Par Nicolas Fourny - 16/06/2020

Nous sommes en octobre 1972. Au Salon de Paris, Porsche présente une future icône : la 911 Carrera RS 2.7 est née. Ah, la RS ! Sa queue de canard, ses 210 chevaux — puissance sensationnelle pour l’époque, surtout compte tenu du poids de l’engin —, son palmarès et sa rareté l’ont rapidement transformée en mythe. Et comme bien des mythes, elle est devenue inaccessible à la plupart de ceux qui la contemplent comme Kristin Scott Thomas regardait Hugh Grant dans Quatre mariages et un enterrement. La RS, c’est une photographie, un vieux rêve qui refuse de mourir en dépit de certaines réalités décourageantes — parmi lesquelles le fait qu’elle vaille désormais un demi-million, au bas mot. Voilà de bien sombres perspectives, nous direz-vous. Peut-être même un peu déprimantes. Heureusement, grâce au génie français, qui ne dort jamais que d’un œil, il existe une solution pour vous rendre le sourire. Vous n’imaginez pas tout ce que Citroën peut faire pour vous…
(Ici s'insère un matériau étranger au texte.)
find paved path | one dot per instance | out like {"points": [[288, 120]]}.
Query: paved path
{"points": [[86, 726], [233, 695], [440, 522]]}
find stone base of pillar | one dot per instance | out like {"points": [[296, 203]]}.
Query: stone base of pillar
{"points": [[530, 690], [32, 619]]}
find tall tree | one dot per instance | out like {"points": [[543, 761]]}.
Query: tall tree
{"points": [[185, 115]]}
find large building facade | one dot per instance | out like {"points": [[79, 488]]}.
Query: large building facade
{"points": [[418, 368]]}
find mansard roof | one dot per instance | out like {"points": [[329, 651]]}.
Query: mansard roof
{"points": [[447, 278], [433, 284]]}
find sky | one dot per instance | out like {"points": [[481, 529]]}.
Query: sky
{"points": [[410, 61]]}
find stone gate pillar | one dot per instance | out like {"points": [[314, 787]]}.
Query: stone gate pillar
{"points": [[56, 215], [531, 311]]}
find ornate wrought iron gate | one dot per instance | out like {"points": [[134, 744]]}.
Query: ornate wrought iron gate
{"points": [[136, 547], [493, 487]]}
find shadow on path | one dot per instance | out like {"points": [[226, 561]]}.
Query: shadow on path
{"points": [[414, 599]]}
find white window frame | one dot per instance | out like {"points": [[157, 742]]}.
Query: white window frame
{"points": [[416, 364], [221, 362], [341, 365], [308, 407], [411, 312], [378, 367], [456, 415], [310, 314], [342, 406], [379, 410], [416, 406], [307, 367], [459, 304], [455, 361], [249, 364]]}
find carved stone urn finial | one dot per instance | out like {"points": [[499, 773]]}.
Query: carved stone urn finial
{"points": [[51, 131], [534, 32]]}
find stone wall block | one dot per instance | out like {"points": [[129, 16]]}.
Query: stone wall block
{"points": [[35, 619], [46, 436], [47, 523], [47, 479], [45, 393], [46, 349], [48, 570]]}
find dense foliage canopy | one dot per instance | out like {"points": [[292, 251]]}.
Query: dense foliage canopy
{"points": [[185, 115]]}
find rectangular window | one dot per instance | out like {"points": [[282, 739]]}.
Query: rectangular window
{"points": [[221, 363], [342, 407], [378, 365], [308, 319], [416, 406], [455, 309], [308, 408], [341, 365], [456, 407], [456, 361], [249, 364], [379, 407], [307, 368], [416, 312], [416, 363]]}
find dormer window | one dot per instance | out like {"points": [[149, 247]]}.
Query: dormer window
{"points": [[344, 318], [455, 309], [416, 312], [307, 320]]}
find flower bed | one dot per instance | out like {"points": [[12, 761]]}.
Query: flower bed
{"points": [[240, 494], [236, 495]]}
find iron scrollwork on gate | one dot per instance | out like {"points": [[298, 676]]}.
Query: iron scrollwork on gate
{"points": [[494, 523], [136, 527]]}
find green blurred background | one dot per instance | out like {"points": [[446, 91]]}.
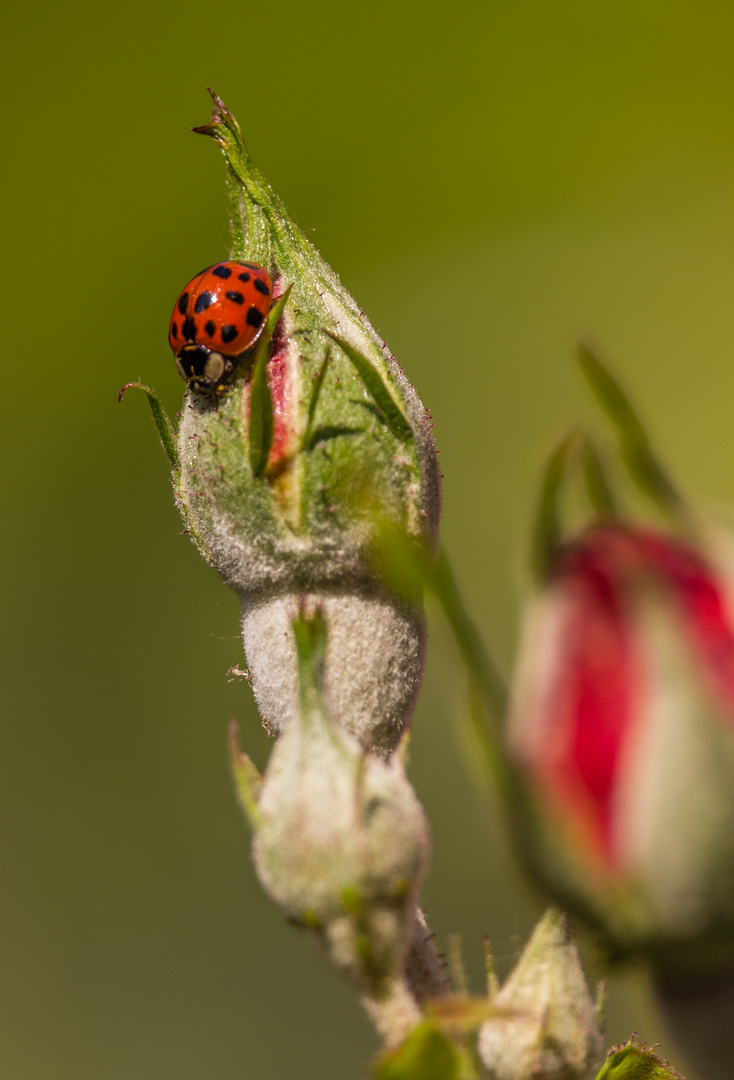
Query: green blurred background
{"points": [[538, 171]]}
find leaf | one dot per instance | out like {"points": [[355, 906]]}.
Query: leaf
{"points": [[247, 779], [261, 419], [318, 382], [633, 1062], [165, 429], [426, 1054], [371, 378], [547, 531], [642, 463], [598, 487]]}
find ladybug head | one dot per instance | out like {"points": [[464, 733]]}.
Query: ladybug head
{"points": [[203, 368]]}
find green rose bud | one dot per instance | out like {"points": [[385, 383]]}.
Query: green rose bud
{"points": [[313, 443], [551, 1028], [341, 841]]}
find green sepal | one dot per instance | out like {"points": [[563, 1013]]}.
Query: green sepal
{"points": [[547, 532], [247, 779], [403, 563], [633, 1062], [318, 382], [641, 461], [165, 428], [393, 416], [310, 635], [250, 234], [426, 1054], [598, 487], [261, 419]]}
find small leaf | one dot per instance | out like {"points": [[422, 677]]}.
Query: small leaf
{"points": [[247, 779], [642, 463], [426, 1054], [165, 429], [261, 420], [598, 487], [310, 634], [633, 1062], [403, 563], [371, 378], [547, 531], [318, 382]]}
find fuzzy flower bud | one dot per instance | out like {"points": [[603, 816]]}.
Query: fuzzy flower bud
{"points": [[288, 471], [547, 1026], [341, 841], [623, 727]]}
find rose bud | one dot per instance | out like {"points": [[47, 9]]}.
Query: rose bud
{"points": [[293, 456], [623, 728], [341, 841], [547, 1025]]}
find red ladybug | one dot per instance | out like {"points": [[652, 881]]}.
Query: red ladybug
{"points": [[218, 315]]}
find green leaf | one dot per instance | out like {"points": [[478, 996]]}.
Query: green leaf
{"points": [[642, 463], [371, 378], [547, 531], [261, 419], [598, 487], [634, 1062], [165, 428], [310, 634], [248, 216], [247, 780], [426, 1054], [318, 382]]}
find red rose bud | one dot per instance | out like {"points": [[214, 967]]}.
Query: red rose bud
{"points": [[294, 455], [623, 728]]}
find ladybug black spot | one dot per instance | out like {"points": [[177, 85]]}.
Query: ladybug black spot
{"points": [[203, 301]]}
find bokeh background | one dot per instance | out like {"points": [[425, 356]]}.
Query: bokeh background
{"points": [[490, 180]]}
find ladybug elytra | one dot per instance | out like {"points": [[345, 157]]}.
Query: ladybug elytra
{"points": [[218, 315]]}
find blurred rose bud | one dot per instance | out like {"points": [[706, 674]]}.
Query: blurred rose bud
{"points": [[623, 729], [288, 471], [341, 841], [547, 1025]]}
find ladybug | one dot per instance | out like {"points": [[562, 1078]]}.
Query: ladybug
{"points": [[218, 315]]}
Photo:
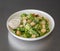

La voiture des hellénistes

Dans un monde où les certitudes se font rares, il est réconfortant de pouvoir s’appuyer sur quelques postulats. Comme, par exemple, le fait que les Citroën LN et LNA ne risquent pas d’exciter les spéculateurs de sitôt. Elles n’excitent pas beaucoup non plus les collectionneurs, ne manqueront pas de faire remarquer certains esprits chagrins. Cependant, méfions-nous : dans notre petit monde, ainsi que le faisait volontiers remarquer Edgar Faure, ce ne sont pas les girouettes qui tournent, c’est le vent. Et nous ne serions guère surpris, un jour prochain, de voir cette étrange automobile séduire les amateurs de propositions décalées et ignorées par le tout-venant.

Rappelons en effet que la LN est née dans la douleur — et ça se voit. Lorsqu’en 1974 Peugeot a pris le contrôle de la firme aux chevrons, le plan produit de l’entrée de gamme était à reconstruire. Les 2 CV et Dyane continuaient de se vendre honorablement mais s’adressaient à une clientèle essentiellement rurale ; comme la plupart des personnes âgées, l’Ami 8 voyait s’approcher le soir de sa vie dans l’indifférence et la solitude ; et le projet TA, qui devait aboutir à la création d’une citadine à cinq portes (la future Visa), nécessitait d’importantes transformations pour en assurer la viabilité industrielle. En attendant, il y avait urgence : les concessionnaires de la marque réclamaient à cor et à cri une réponse crédible aux Renault 5Peugeot 104 et Fiat 127, qui avaient jeté les bases de la petite voiture — moderne, pimpante, compacte, pratique et adaptée aux grands centres urbains.

La LNA, évolution de la Citroën LN

C’est ainsi que la première Citroën de l’ère PSA a été élaborée : sous la contrainte, sans désir et dans le désarroi provoqué par le premier choc pétrolier. Disposant d’un budget à peu près inexistant et astreints à respecter un délai de conception extrêmement court, les responsables du projet se sont livrés à un bricolage plus ou moins ingénieux en partant de composants préexistants. De la sorte, le coupé Peugeot 104 a été prié de léguer sa carrosserie, laquelle s’est vu greffer une proue inédite, nantie des projecteurs de la Dyane, tandis que le groupe mototracteur d’origine cédait la place à un ensemble typiquement Citroën, sous la forme du bicylindre maison, associé à une boîte d’origine GS !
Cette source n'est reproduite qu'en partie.